And with that, he rolls down the back of the convertible and lands with a heavy thud in the street. Donatello twists in his seat to watch as the man ducks down a dark alley and disappears from sight. Casey rounds a corner sharply, and Donatello swallows the bitter pit in his throat.

He hopes Daniels knows what he's doing.

"Shit!" Casey slams on the brakes suddenly, and the car fishtails out of control, slamming into a wall after a few dizzying seconds. Michelangelo's hands are on Donatello's shoulders before his head has a chance to stop spinning, tugging him urgently out of the seat.

"C'mon, c'mon, c'mon, c'mon—"

There's a solid wall of crazed, diseased mind-slaves blocking the road, dozens of men advancing slowly with clubs and knives; the reason Casey tried to stop so suddenly was to avoid plowing straight through them. Climbing out of the car, and scrambling to grab anything that closely resembles a weapon, Donatello follows Michelangelo into the street. Leatherhead and Ardeth have taken a few of the men down, but their group is quickly surrounded and backed into a corner.

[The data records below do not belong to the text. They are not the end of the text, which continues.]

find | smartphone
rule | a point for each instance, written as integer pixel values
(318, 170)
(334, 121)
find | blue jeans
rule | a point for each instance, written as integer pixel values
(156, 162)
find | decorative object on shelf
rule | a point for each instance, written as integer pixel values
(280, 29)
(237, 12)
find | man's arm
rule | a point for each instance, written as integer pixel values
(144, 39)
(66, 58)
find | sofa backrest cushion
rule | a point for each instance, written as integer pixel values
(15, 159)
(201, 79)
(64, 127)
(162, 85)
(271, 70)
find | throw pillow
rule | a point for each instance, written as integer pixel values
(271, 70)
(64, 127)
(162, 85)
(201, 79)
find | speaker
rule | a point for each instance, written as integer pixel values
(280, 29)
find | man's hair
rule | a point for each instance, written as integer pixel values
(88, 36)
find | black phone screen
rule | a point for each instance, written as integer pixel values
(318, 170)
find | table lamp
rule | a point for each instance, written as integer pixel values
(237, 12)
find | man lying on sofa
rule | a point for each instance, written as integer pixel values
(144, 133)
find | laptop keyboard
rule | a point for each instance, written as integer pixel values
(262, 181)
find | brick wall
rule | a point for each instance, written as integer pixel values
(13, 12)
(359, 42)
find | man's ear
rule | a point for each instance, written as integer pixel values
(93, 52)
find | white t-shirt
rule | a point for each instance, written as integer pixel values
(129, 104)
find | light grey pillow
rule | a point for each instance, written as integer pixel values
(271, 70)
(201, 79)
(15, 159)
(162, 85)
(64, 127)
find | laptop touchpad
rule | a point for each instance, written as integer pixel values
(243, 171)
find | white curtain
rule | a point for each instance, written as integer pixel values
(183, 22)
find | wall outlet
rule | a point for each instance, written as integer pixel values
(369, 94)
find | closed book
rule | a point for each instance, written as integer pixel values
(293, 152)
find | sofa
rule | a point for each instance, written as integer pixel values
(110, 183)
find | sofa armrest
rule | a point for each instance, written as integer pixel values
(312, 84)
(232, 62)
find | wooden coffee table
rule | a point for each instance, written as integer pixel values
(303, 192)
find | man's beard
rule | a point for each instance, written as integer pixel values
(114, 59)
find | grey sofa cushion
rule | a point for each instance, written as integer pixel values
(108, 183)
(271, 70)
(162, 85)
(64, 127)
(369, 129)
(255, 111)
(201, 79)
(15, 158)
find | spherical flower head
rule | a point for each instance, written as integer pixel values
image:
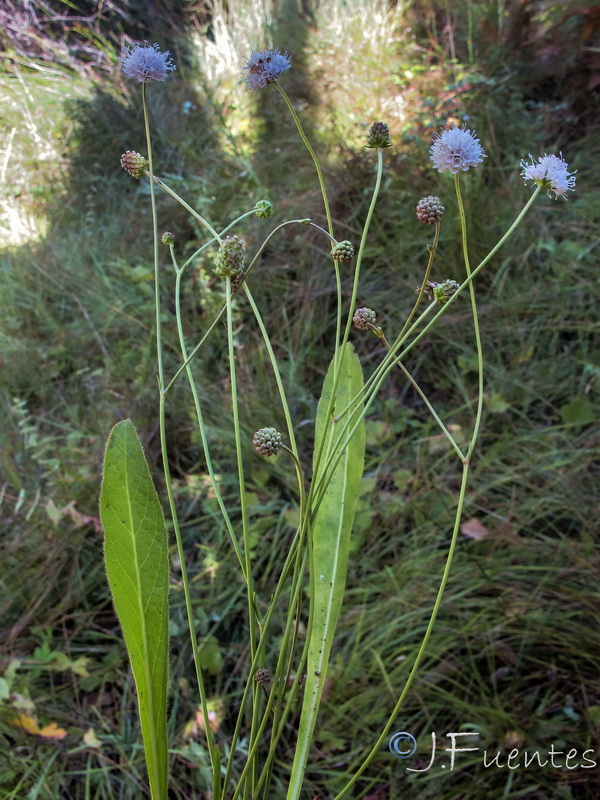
(550, 172)
(379, 136)
(267, 441)
(230, 260)
(430, 210)
(265, 67)
(456, 149)
(445, 290)
(343, 251)
(146, 61)
(263, 209)
(364, 318)
(134, 163)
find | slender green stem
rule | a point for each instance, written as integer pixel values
(423, 397)
(361, 248)
(423, 288)
(213, 749)
(324, 452)
(472, 276)
(313, 155)
(252, 616)
(210, 241)
(200, 420)
(465, 249)
(161, 381)
(155, 179)
(223, 309)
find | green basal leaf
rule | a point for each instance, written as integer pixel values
(137, 566)
(331, 527)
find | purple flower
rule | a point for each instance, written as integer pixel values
(456, 149)
(145, 61)
(265, 67)
(551, 173)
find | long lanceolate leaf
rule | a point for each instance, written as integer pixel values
(137, 566)
(331, 527)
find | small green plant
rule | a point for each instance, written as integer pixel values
(135, 534)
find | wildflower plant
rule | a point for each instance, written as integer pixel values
(136, 544)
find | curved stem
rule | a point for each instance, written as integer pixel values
(313, 155)
(154, 179)
(213, 749)
(424, 643)
(463, 230)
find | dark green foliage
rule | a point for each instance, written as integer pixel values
(516, 648)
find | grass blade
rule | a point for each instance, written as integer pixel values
(135, 552)
(330, 532)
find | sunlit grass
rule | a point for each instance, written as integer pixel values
(516, 651)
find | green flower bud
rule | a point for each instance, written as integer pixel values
(134, 163)
(363, 318)
(262, 676)
(230, 260)
(267, 441)
(263, 209)
(342, 251)
(430, 210)
(379, 136)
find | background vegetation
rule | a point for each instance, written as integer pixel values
(516, 650)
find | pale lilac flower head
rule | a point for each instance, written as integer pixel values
(550, 172)
(265, 67)
(145, 61)
(456, 149)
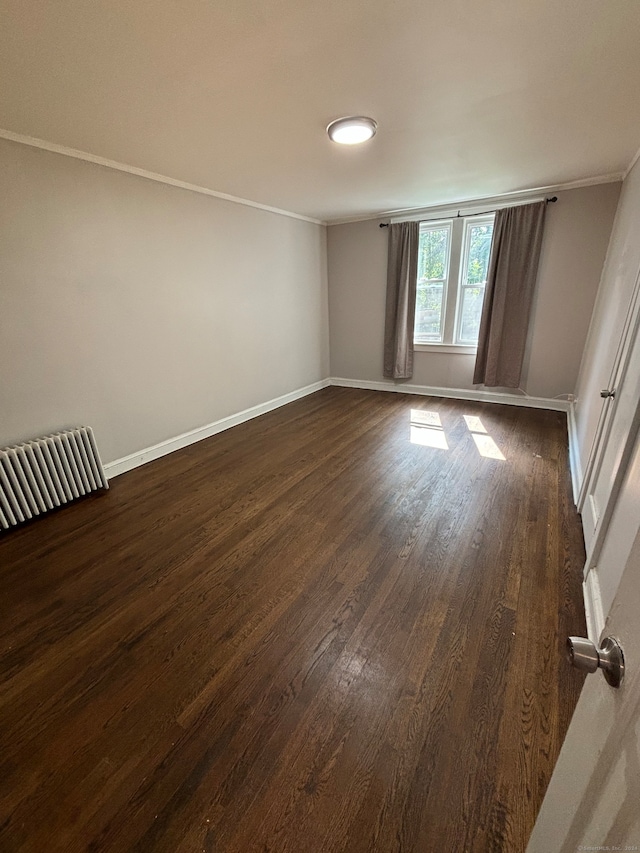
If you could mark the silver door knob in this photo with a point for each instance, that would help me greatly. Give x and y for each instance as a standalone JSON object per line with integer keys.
{"x": 583, "y": 654}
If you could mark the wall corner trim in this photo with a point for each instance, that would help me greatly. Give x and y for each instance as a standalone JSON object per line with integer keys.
{"x": 574, "y": 453}
{"x": 44, "y": 145}
{"x": 454, "y": 393}
{"x": 163, "y": 448}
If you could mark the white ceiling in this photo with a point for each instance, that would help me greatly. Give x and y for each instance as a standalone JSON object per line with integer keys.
{"x": 472, "y": 99}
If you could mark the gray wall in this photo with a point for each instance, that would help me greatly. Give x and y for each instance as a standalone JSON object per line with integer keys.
{"x": 576, "y": 236}
{"x": 618, "y": 279}
{"x": 145, "y": 310}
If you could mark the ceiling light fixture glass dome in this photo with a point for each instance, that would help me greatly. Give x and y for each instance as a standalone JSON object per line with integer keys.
{"x": 352, "y": 130}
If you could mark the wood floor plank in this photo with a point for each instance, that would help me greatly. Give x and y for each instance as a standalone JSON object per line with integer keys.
{"x": 336, "y": 627}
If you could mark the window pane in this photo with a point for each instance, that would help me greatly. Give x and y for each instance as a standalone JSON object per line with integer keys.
{"x": 428, "y": 311}
{"x": 472, "y": 298}
{"x": 432, "y": 258}
{"x": 479, "y": 249}
{"x": 433, "y": 262}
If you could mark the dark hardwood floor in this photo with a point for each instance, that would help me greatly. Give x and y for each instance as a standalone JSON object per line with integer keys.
{"x": 304, "y": 634}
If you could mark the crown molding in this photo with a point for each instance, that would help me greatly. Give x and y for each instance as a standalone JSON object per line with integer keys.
{"x": 633, "y": 162}
{"x": 470, "y": 204}
{"x": 43, "y": 144}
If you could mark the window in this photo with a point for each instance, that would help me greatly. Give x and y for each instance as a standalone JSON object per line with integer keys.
{"x": 453, "y": 258}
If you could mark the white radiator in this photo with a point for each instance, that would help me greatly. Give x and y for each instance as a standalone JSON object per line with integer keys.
{"x": 39, "y": 475}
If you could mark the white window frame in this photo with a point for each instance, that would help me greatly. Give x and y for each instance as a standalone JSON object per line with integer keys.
{"x": 469, "y": 223}
{"x": 439, "y": 225}
{"x": 458, "y": 252}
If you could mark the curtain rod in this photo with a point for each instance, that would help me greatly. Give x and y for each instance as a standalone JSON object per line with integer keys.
{"x": 468, "y": 215}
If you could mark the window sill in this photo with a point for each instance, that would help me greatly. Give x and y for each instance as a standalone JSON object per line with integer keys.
{"x": 450, "y": 349}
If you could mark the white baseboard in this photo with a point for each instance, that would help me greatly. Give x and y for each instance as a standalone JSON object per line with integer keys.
{"x": 574, "y": 454}
{"x": 455, "y": 393}
{"x": 593, "y": 606}
{"x": 148, "y": 454}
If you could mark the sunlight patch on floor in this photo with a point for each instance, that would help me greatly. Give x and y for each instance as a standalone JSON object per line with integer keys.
{"x": 427, "y": 429}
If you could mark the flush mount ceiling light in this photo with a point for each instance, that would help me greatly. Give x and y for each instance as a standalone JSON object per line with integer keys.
{"x": 352, "y": 130}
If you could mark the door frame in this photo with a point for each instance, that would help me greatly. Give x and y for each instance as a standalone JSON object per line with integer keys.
{"x": 630, "y": 332}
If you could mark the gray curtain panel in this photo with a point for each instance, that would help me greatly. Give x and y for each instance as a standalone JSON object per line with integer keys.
{"x": 513, "y": 266}
{"x": 402, "y": 273}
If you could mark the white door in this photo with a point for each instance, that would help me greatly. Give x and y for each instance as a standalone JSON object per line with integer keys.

And then the mob parts, and Imhotep makes his way toward them in a slow stride, Beni shuffling unhappily behind him. The Egyptian priest is fully regenerated at this point, looking perfectly human, and from behind him, Donatello hears Dr. Bey whisper, "He's successfully consummated the curse."

Poor Daniels.

"All he needs to do now is raise Anck-su-namun from the dead," the curator adds quietly, "and the world as we know it will end."

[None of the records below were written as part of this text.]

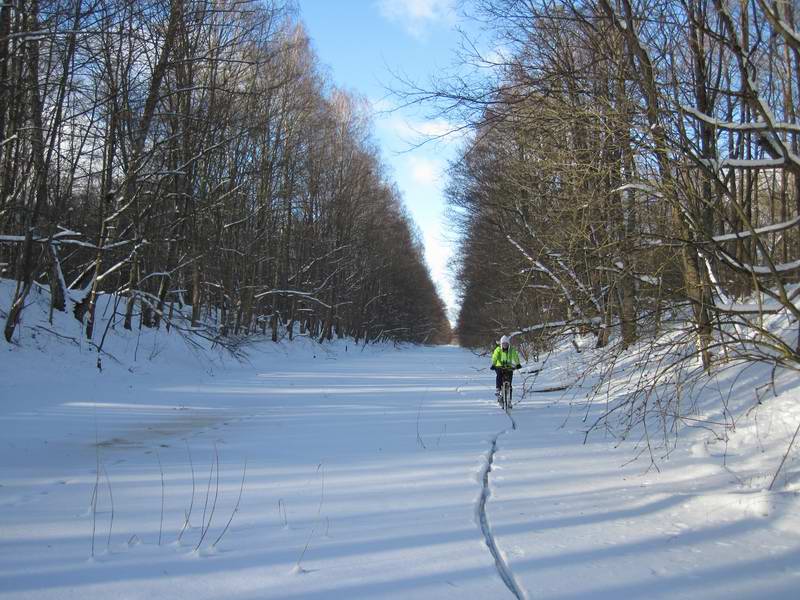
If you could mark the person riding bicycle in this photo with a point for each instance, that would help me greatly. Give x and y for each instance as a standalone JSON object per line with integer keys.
{"x": 504, "y": 358}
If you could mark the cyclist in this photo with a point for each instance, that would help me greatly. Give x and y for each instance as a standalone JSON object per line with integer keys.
{"x": 504, "y": 358}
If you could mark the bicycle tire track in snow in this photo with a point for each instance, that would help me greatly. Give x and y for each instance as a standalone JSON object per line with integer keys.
{"x": 502, "y": 566}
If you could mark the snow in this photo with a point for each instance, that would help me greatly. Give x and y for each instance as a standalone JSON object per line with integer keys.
{"x": 370, "y": 463}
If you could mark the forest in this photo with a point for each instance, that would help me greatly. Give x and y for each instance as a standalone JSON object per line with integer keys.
{"x": 192, "y": 159}
{"x": 634, "y": 168}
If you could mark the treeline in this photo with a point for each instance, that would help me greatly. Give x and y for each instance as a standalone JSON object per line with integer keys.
{"x": 634, "y": 165}
{"x": 190, "y": 154}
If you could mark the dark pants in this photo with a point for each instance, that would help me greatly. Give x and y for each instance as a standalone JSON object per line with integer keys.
{"x": 499, "y": 379}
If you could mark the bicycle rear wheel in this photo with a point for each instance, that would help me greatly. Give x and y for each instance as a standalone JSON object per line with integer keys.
{"x": 506, "y": 395}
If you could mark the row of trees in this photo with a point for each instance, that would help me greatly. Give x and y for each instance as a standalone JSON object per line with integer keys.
{"x": 633, "y": 164}
{"x": 190, "y": 153}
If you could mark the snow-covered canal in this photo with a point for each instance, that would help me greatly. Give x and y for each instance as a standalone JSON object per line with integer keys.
{"x": 358, "y": 474}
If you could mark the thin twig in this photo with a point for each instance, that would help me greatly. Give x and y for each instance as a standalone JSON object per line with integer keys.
{"x": 235, "y": 508}
{"x": 191, "y": 503}
{"x": 785, "y": 456}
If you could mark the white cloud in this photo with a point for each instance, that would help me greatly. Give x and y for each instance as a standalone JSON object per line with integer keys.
{"x": 417, "y": 15}
{"x": 425, "y": 171}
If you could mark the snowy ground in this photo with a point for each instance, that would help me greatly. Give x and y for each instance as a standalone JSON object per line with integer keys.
{"x": 364, "y": 479}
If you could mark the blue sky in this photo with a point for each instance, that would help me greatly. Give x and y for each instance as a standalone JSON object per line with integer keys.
{"x": 361, "y": 42}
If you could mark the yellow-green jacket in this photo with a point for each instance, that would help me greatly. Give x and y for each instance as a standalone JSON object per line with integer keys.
{"x": 505, "y": 358}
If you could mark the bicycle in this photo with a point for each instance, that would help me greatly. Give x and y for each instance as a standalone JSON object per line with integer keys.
{"x": 506, "y": 390}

Imhotep only has eyes for Donatello's brother. There's sick satisfaction in his face, at how he's cornered them like rats, and Donatello wants to _scream._ Why does it have to be Mikey? Is it _really_ only a matter of pride at this point? Imhotep was so willing to take Donatello before, in some twisted, perverse _thanks for bringing me back from the dead,_ but now, because Michelangelo added his two cents to the situation, _he_ was the designated sacrificial lamb.

Michelangelo is tense beside him, almost thrumming with nervous energy, and he's clutching his elephant gun in both fists like a club "Any bright ideas?" he asks Don from the corner of his mouth, eyes never leaving Imhotep's face.

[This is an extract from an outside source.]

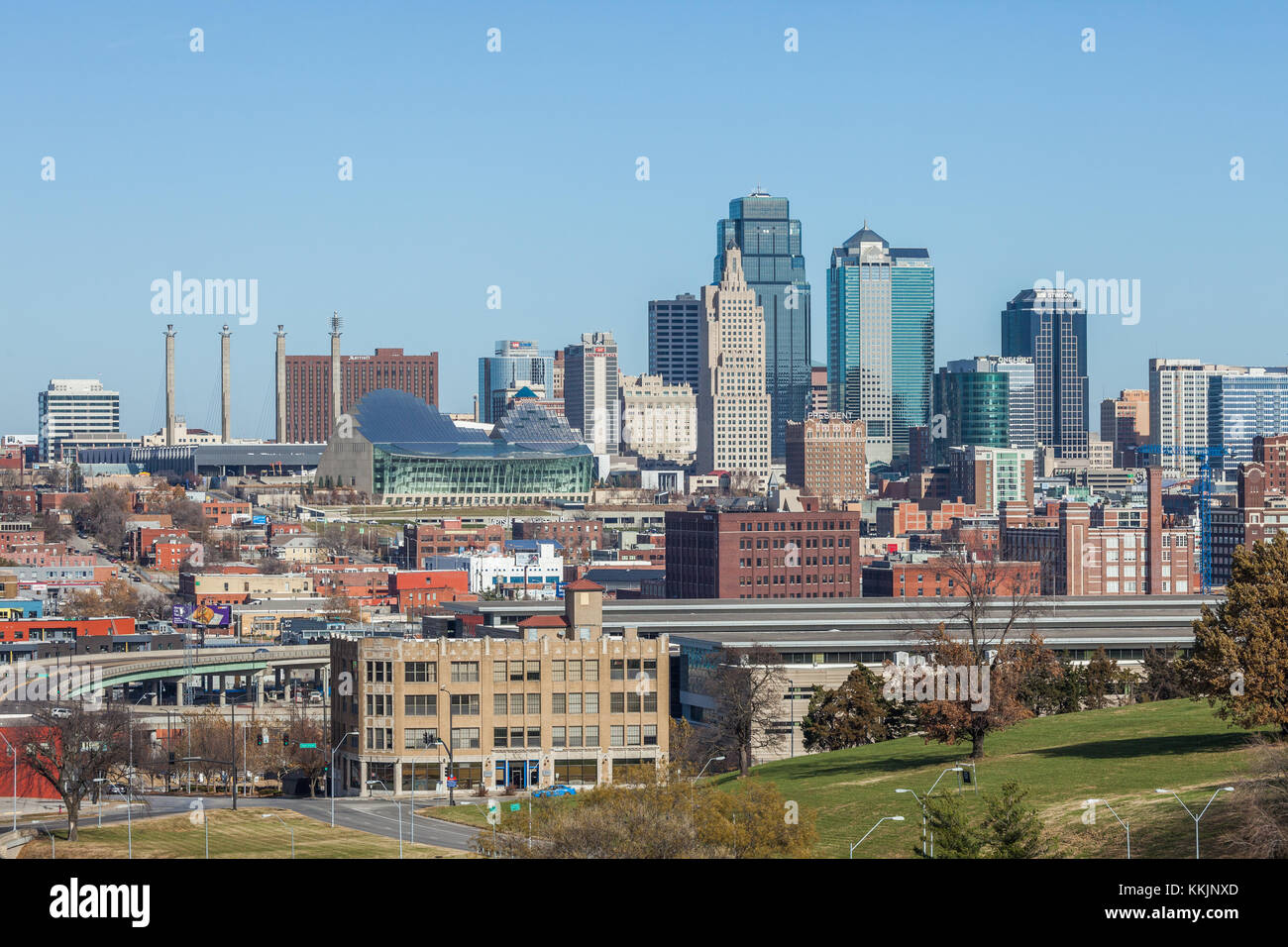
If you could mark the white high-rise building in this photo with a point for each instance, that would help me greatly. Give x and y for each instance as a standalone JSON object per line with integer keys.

"I'm thinking, I'm _thinking,"_ Donatello whispers back, eyes darting around their small corner of the bazaar, trying to come up with a plan, _any_ plan—even a downright terrible plan will do, at this point, doing anything would be better than doing _nothing_. And with that thought, he understands Michelangelo a little bit better.

"Well, think fast," his baby brother says, shoving his empty rifle at Donatello and squaring his shoulders. "'Cause if he turns me into a mummy, _you're_ the first one I'm coming after."

The words almost don't register at first. Donatello stares at him blankly, uncomprehending, and it's not until Michelangelo takes a few steps forward without him that he _understands._

"Oh, no, _hell_ no, get back here this _instant!"_ he hisses, scrambling to grab for him. Dr. Bey and Ardeth both hold him back, and panic slips into every corner of his mind and body like a plague. "Michelangelo, don't you dare!"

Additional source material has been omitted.